Occasionally, things go exactly as I’d hoped. We’re discussing scaling in my Physics of Life class, starting with things like the scaling of volume and area with size. I mentioned in passing that this issue comes up in advertising, and since students seemed interested, I brought the following to the next class — an interactive example adapted from Edward Tufte’s classic The Visual Display of Quantitative Information:
Inflation, the students hopefully know, refers to the change in purchasing power of a currency over time. Tufte shows a political ad in which the evils of Carter-era inflation are graphically depicted:
The original has five different dollars, from Eisenhower to Carter, and also shows a number for the relative value of each, which I’ve erased in the image above.
I asked the students, “Just looking at the images: A dollar in the bottom year is worth X times as much as a dollar in the top year. What’s X?”
The first three responses were 1/2, 1/3, and 1/4, so I made these the options for a clicker question for the whole class and then polled them. Here’s the outcome:
Two thirds of the class would assume, given the image, that the purchasing power of the Carter era dollar was ~1/4 that of the Eisenhower dollar — a very reasonable response. The true value:
So, I asked, were the makers of the ad being dishonest? The first few responding students guessed that the images were simply unrelated to the values, or that they were deliberately mis-scaled. I replied that there’s a way the makers of the ad could state that they were completely, perfectly honest. Then, a student cleverly suggested that the linear dimensions differ by 0.44. In other words, the length of the small dollar is 0.44 x the large one’s length, the width is 0.44 x the large one’s, and so the area is 0.44 x 0.44 = 0.19 x that of the large one! (You can measure the dollar images yourself and see that this is really the case.) So it’s a perfectly honest data visualization, but one that exploits scaling as well as the difficulty of accurately perceiving areas and lengths to manipulate the viewer. Watch out!

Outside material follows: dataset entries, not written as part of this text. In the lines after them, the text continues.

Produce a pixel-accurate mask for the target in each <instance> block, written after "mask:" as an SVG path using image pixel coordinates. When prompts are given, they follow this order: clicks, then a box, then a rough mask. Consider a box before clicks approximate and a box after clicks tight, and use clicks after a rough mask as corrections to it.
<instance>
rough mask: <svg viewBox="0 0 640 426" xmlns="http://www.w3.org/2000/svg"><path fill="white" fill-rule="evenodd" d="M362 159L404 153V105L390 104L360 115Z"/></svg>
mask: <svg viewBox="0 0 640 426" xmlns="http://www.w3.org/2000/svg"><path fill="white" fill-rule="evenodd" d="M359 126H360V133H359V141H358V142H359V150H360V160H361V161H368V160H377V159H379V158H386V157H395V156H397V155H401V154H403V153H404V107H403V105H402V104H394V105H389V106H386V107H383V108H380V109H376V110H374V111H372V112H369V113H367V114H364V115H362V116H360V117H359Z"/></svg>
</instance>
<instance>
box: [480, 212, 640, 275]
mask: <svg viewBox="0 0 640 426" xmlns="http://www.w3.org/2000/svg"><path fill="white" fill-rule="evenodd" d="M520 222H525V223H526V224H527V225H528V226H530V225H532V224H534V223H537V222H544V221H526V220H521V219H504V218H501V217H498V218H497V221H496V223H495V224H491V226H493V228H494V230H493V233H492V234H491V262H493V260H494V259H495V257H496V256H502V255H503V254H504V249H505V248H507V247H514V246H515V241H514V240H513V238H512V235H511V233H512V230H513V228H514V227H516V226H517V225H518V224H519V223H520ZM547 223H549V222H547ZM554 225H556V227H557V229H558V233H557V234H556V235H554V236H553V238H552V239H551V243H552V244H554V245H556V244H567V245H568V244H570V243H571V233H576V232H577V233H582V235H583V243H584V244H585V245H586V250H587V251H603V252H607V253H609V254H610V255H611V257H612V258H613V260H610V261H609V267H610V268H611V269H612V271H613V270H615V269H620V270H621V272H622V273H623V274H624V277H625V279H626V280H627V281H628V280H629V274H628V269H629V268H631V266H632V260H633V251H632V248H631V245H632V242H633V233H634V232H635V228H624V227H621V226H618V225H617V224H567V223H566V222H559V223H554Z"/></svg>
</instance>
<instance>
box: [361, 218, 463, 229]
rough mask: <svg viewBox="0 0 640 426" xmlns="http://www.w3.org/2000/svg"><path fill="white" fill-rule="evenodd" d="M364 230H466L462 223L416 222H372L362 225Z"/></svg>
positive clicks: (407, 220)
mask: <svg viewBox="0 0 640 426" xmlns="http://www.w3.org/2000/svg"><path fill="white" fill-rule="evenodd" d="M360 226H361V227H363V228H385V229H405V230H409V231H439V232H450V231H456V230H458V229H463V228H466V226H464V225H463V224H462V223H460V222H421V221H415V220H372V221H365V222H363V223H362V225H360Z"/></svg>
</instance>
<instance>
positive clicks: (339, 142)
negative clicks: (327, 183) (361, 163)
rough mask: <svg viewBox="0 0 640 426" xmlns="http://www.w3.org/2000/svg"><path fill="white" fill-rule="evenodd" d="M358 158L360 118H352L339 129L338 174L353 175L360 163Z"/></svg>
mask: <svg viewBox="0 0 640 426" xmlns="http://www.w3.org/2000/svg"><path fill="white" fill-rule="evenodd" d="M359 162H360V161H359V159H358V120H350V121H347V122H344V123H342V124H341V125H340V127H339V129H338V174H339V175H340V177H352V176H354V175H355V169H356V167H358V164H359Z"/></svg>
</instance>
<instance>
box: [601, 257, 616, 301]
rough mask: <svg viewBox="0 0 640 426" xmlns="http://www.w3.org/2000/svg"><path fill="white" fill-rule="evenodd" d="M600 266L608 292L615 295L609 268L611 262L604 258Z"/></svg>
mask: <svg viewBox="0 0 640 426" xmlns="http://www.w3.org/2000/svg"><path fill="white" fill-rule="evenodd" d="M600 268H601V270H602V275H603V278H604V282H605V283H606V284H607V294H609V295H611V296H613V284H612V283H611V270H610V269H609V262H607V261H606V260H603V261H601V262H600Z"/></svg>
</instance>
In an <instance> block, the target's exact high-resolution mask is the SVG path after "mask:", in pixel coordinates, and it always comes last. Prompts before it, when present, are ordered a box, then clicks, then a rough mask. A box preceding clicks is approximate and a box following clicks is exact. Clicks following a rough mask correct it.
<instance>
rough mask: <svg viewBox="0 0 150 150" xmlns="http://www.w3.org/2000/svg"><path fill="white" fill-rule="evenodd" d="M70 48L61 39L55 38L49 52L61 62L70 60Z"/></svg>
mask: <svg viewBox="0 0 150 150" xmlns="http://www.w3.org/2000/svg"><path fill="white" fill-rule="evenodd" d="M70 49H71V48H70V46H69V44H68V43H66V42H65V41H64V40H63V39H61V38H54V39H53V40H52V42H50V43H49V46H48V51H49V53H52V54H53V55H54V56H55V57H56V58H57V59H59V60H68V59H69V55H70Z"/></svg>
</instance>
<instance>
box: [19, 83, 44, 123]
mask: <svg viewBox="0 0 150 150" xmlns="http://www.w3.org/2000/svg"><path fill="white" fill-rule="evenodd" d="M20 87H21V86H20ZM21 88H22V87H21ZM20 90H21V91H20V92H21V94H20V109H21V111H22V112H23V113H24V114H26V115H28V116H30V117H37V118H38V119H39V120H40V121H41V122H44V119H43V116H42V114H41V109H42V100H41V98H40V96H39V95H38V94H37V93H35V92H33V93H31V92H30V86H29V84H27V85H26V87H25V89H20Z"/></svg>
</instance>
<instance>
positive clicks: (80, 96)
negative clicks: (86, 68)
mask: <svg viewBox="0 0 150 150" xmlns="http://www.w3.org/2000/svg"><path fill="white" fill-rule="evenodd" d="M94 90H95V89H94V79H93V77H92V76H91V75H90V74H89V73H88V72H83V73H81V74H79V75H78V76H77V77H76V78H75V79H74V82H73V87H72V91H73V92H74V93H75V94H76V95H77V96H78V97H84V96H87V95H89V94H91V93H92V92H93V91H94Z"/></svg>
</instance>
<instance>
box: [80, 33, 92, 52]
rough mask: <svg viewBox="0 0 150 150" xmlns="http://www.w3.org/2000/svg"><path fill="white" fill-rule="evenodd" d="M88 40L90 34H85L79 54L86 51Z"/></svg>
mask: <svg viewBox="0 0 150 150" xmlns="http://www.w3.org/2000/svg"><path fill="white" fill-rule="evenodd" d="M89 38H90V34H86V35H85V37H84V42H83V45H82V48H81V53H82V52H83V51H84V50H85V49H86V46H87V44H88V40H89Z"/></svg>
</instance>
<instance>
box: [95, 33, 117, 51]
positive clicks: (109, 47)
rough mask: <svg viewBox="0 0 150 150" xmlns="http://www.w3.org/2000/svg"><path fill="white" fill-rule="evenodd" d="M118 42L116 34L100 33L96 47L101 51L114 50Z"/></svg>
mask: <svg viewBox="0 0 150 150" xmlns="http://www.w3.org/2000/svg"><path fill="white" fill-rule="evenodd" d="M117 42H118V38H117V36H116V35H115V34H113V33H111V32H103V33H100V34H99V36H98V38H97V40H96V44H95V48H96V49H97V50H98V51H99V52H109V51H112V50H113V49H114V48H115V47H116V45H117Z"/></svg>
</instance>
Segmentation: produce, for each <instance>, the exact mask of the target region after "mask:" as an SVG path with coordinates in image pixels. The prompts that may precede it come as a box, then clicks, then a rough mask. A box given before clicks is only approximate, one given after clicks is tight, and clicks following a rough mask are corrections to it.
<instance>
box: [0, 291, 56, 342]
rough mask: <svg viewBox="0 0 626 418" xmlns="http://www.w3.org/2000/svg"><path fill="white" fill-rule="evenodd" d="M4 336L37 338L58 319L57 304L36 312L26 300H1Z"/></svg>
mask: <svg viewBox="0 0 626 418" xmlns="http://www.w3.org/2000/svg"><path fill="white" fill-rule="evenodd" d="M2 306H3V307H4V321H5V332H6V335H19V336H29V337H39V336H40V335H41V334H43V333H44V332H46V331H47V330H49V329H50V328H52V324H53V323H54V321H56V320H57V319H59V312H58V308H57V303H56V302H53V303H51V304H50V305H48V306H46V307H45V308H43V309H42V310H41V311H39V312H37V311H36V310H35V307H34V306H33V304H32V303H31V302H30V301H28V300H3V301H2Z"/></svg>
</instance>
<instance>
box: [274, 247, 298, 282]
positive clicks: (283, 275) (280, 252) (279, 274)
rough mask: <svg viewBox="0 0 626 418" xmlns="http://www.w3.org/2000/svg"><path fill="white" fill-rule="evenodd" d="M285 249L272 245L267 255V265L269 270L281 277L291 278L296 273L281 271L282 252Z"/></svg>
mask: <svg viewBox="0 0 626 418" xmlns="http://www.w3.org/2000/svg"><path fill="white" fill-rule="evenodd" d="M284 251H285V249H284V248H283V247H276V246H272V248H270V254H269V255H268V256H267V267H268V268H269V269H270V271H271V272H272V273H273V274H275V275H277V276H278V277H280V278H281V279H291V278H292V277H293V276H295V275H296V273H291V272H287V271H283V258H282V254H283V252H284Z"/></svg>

This is largely irrelevant but this brought to mind the wide-spread practice of selling vending machine and supermarket sandwiches “front-loaded” so it looks like there is a solid 2 inches of ingredients. British folk seem particularly upset about it (I like reading phrases like “incensed by the lack of chicken in his butty”):
http://www.thenorthernecho.co.uk/news/local/southdurham/barnardcastle/11025235.Supermarket_sandwiches__front_loaded__to_make_them_appear_more_appetising__claims_customer/
or this one from Taiwan (I’m not sure that would even look like a solid 2 inches):
http://cdn2.thatsnerdalicious.com/wp-content/uploads/2011/11/crappy-sandwich-botom.jpg?313ab3
So… how about that lattice light sheet?
Weird (the sandwiches). This is what I miss by not keeping up with “The Northern Echo” and the news of Barnard Castle.
About the lattice light sheet — so far I’ve only read the abstract and skimmed the text, not thoroughly enough to figure out how the “lattice” differs from imposing structured illumination on a light sheet, which has been done, and which is neat. (I think it is different, but I need to stare at the paper more.) In any case, their system and their demonstrations as a whole are brilliant.